Lack of support/ difficulties at school: some teachers are sympathetic and helpful, others are ‘not on the same page’ and don’t understand, e.g. things like depression.  Lack of school support can add to young carers’ problems.  At GCSE stage schools are target driven and unsupportive, e.g. refusing extensions to assignment deadlines.  Other children can be nasty/undermining and bullies bring down self-esteem.  Schools should raise awareness of carers’ issues.

There is a lack of information in schools on young carers (e.g. the only information is a leaflet on the school notice board).

There is less support at college.

Friends can help but young carers don’t always feel able to tell them.  Caring for someone with a mental disability is harder to talk about.

§  Health and social care professionals

There was much less discussion about support from health and social care professionals, possibly reflecting the young carers’ lack of experience of receiving this kind of support.  Comments included:

There is no support from healthcare professional or social workers.  GPs are sometimes unsympathetic.  Young carers sometimes underplay their caring role to GPs.
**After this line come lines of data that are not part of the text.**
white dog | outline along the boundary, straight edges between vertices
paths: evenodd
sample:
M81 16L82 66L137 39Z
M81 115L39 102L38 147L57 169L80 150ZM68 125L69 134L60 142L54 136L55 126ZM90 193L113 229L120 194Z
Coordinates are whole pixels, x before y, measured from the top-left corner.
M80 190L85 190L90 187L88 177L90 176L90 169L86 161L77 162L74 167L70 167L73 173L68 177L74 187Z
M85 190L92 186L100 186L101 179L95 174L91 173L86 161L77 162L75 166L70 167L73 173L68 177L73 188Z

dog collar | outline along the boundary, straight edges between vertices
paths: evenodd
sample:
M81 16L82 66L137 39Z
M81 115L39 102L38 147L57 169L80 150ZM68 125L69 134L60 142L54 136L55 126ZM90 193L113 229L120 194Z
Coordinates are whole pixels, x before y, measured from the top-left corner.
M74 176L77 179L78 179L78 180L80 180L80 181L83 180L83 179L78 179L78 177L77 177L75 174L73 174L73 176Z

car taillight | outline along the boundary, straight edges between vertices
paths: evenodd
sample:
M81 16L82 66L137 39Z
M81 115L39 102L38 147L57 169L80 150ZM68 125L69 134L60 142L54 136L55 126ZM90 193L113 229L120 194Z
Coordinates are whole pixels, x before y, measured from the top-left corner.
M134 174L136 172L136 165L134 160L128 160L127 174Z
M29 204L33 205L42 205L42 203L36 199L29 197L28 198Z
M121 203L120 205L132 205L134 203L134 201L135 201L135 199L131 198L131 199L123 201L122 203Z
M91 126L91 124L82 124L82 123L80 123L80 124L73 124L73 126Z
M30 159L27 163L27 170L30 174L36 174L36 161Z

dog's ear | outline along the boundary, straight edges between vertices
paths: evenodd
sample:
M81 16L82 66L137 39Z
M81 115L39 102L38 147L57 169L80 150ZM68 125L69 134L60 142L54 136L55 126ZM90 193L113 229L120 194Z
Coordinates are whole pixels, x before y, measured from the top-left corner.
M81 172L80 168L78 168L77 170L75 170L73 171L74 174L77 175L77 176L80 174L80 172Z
Other young carers had received support from District Nurses, doctors, therapists, support workers and professionals attending to care for person.  Some had found counsellors and support groups helpful, others had benefitted from mindfulness and therapy.  Other sources of help included a support charity (Ty Gobaith), youth groups.

Things aren’t improving quickly enough.

§  Family, friends, other young carers

Young carers identified the following sources of help: friends, other young carers, family, pets. 

3.   Additional support which would be helpful

The groups discussed what further support is needed.

§  Raise awareness of the work of young carers and its impact on them. All groups emphasised the importance of this issue.

§  Raise awareness in the Assembly.

§  Better support at school and better awareness amongst teachers of the needs of young carers.

§  More young carers’ support groups and more resources for them. Transport to carers’ groups. Discounted travel.

§  Social services carers’ assessments.  Four out of seven young carers had received an assessment.  Two didn’t know they existed.

§  Training in manual handling

§  Greater acknowledgement of the knowledge and skills young carers have.  Sometimes health professionals ‘take over’.  Young carers should be able to collect prescriptions.

§  ID cards for all young carers.

§  More and appropriate/suitable/helpful respite.

§  Social media – mixed benefits – provides contact with other young carers groups/organisations, friends, but there is also a risk of bullying. 

§  A voice.



[1] Makaton is a form of sign language for people with limited speech.